Alle prime ore dell'alba del 7 marzo 1944 un plotone di militi della PAI (Polizia dell'Africa Italiana) fucila 10 partigiani, prelevati dalle carceri di Via Tasso, a seguito della morte di un tedesco avvenuta durante un attacco partigiano in Piazza dei Mirti, nel popolare quartiere di Centocelle. Caddero sotto il piombo fascista:
Antonio Bussi, gappista e militante del PCI clandestino;
Concetto Fioravanti, militante del Movimento Comunista d'Italia (Bandiera Rossa);
Vincenzo Gentile, gappista del GAP Centrale "Pisacane";
Giorgio Labò, artificiere dei GAP centrali;
Paul Leo Lauffer, ebreo, militante del Partito d'Azione a Montesacro;
Francesco Lipartiti, carabiniere appartenente al Fronte Militare Clandestino di Resistenza;
Mario Mechelli, militante del Movimento Comunista d'Italia;
Antonio Nardi, militante del Movimento Comunista d'Italia;
Augusto Pasini, militante del Partito d'Azione;
Guido Rattoppatore, appartenente al GAP comunista della IV zona.
Antonio Nardi, cui è oggi intitolata la sezione ANPI dei Vigili del Fuoco, svolgeva attività di propaganda antifascista in seno al Movimento Comunista d'Italia, ben radicato tra i Vigili del Fuoco di Roma al punto da disporre di una propria squadra presso la sede di Ostiense in Via Marmorata. Nel dicembre 1943, mentre si trovava in servizio presso la sede centrale di Via Genova, ove era molto noto e apprezzato per le sue doti di autista e meccanico, venne tratto in arresto e imprigionato; dopo un processo farsa, terminò la propria esistenza a Forte Bravetta.
Quando i militi della PAI aprirono la sponda del camion che trasportava a Forte Bravetta i dieci antifascisti destinati alla fucilazione, il penultimo condannato dovette essere scortato a braccia sino al luogo dell'esecuzione: era il venticinquenne Giorgio Labò, che nel carcere di Via Tasso era stato tenuto legato mani e piedi per diciotto giorni e sottoposto a inenarrabili torture affinché rivelasse nomi e indirizzi dei compagni di lotta. Nato a Modena il 29 maggio 1919, figlio di Mario, architetto originario di Genova, e di Enrica Elisa Morpurgo, ebrea triestina, ad appena un anno di età si trasferisce con la famiglia a Genova, dove compie gli studi frequentando l'Istituto Colombo per poi iscriversi alla Facoltà di Ingegneria dell'Università di Genova: dopo appena un anno passerà alla Facoltà di Architettura del Politecnico di Milano. Negli anni dell'adolescenza e della giovinezza, prima nel salotto di casa Labò a Genova e poi negli ambienti dell'avanguardia milanese, ha l'occasione di conoscere e frequentare personalità di primo piano della scena culturale e artistica italiana del periodo come l'architetto Gio Ponti, lo scultore Francesco Messina, i poeti Camillo Sbarbaro e Alfonso Gatto, lo scrittore Vasco Pratolini, il pittore Renato Guttuso.

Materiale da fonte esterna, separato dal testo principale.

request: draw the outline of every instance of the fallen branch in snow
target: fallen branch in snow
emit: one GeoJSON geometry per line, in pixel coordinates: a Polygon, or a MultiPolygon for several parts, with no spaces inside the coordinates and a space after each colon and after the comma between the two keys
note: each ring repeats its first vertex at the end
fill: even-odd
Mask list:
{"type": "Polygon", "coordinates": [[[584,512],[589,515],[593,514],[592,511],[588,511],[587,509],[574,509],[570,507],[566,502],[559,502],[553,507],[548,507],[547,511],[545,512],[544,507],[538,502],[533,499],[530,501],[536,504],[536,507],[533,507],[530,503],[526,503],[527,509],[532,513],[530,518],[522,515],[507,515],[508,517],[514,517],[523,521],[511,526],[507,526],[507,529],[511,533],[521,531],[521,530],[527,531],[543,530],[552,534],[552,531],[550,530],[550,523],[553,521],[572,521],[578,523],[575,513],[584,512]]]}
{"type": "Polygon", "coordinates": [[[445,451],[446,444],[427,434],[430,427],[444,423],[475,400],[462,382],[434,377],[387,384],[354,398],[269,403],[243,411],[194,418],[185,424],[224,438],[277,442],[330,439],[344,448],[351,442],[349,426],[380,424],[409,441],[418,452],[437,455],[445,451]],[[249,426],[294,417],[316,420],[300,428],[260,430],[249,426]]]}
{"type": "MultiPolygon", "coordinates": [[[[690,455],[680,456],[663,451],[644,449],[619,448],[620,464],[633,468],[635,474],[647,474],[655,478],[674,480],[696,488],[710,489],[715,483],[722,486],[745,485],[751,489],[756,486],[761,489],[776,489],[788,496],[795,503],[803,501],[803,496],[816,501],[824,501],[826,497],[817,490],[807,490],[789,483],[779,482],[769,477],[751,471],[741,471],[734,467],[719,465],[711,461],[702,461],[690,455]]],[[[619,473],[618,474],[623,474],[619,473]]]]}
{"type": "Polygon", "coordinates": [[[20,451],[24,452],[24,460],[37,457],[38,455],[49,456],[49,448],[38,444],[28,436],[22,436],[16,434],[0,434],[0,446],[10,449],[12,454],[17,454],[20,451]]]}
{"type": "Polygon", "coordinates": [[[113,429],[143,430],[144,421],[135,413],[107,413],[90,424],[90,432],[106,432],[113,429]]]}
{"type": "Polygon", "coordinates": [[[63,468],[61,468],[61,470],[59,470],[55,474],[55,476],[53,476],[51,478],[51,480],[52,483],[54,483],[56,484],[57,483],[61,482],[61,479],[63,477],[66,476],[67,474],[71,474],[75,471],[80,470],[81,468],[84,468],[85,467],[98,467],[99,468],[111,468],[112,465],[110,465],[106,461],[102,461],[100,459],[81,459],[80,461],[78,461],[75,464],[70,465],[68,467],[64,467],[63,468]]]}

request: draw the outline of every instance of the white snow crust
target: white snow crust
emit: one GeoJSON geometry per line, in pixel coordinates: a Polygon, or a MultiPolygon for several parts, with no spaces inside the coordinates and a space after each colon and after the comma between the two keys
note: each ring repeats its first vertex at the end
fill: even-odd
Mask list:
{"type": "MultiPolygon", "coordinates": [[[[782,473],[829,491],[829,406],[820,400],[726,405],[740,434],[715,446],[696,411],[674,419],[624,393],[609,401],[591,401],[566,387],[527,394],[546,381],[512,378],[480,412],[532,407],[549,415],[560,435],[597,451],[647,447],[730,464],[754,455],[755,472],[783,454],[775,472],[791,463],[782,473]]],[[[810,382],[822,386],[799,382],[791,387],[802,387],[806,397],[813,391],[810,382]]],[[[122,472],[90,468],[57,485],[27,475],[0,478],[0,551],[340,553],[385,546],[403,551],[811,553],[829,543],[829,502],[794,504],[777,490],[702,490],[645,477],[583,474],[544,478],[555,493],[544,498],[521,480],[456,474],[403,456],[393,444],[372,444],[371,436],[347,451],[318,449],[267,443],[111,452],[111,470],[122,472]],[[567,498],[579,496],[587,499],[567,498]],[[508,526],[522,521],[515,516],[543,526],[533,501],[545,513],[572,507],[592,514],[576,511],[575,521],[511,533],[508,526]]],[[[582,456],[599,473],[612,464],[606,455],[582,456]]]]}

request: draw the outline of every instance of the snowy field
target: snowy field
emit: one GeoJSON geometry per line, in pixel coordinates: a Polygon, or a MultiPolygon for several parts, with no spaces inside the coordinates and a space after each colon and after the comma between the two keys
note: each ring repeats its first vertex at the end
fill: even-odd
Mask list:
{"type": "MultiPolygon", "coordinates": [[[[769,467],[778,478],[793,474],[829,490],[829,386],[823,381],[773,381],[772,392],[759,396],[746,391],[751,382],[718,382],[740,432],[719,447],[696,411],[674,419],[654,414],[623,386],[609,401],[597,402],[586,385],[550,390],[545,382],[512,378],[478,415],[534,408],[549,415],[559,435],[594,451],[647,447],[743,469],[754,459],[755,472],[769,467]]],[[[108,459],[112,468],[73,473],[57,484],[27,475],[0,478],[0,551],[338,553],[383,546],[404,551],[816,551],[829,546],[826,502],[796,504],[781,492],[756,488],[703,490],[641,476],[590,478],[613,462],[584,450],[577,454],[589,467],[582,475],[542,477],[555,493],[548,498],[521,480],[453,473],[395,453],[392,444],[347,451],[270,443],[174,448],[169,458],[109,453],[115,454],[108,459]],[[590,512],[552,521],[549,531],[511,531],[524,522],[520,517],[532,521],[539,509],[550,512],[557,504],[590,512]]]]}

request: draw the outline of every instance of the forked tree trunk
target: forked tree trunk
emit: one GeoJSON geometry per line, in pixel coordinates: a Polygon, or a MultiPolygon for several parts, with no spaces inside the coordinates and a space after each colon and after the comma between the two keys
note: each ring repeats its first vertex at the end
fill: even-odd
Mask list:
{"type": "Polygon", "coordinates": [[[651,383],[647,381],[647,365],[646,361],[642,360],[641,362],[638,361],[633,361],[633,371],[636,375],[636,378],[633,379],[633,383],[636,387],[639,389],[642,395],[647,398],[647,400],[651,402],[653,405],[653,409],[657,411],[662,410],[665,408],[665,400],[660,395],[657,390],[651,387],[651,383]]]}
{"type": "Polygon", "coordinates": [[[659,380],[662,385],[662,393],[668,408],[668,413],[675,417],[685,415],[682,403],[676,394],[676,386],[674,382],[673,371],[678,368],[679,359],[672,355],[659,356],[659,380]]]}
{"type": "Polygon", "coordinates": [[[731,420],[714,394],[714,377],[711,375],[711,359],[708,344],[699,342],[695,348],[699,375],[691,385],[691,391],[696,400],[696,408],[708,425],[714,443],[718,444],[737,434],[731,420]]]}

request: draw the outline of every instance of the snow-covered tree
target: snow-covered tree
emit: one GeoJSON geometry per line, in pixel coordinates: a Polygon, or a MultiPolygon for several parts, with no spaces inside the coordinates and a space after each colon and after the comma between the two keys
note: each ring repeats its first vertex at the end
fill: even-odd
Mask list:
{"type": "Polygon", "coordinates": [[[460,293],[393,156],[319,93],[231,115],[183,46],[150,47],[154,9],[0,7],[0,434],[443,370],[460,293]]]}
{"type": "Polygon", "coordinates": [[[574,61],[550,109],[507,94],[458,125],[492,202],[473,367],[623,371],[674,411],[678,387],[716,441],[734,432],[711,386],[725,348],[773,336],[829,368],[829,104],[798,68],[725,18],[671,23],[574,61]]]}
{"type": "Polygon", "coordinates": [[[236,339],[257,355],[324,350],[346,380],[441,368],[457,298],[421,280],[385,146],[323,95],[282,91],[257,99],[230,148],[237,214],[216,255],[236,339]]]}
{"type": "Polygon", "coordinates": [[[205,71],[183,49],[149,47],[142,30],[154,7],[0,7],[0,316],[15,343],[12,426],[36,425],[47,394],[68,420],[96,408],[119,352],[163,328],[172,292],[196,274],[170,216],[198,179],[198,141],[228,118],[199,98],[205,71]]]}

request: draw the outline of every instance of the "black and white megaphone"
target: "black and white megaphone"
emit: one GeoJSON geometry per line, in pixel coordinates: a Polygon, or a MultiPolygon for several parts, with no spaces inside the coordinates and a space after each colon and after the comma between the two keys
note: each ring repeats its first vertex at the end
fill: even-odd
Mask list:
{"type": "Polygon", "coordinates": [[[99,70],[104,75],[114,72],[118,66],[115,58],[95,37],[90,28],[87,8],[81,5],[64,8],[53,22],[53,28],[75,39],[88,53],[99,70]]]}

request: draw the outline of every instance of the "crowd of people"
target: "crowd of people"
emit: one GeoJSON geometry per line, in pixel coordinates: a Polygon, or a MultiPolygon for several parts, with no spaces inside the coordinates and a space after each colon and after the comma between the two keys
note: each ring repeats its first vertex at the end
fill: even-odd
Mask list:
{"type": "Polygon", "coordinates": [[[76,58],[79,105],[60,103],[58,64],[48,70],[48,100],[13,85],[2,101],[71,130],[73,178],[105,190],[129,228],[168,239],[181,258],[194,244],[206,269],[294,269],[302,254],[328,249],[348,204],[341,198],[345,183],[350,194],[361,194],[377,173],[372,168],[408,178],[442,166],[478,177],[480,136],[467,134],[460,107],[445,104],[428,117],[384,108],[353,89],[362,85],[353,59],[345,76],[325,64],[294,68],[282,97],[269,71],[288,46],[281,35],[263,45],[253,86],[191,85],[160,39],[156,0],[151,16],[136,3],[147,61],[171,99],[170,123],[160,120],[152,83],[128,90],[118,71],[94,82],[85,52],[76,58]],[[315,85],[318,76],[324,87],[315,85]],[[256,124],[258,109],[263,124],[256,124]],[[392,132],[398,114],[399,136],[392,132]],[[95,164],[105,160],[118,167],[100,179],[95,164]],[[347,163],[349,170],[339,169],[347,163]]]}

Alla notizia dell' armistizio, Labò abbandonò la compagnia del genio minatori in cui era stato inquadrato a seguito della chiamata di leva e si unì alle prime bande che si andavano formando nell'alto Lazio, venendo infine reclutato dai GAP centrali del Partito Comunista di Roma che ne apprezzarono la dimestichezza con gli esplosivi acquisita durante i mesi del servizio militare: assieme al chimico Gianfranco Mattei, mise a punto con precisione sempre maggiore gli ordigni utilizzati dai gappisti nel corso delle azioni di guerriglia contro i nazifascisti. Arrestati entrambi a seguito dell'irruzione della Gestapo nei locali adibiti a santabarbara dei GAP centrali, in Via Giulia 23/A, il 7 febbraio 1944 Mattei si impiccò con la cintura dei pantaloni nella cella di Via Tasso ove era detenuto, per evitare di rivelare dettagli vitali sull'organizzazione resistenziale sotto tortura, mentre Labò fu fucilato a Forte Bravetta il 7 marzo successivo assieme ad altri nove appartenenti alla Resistenza romana.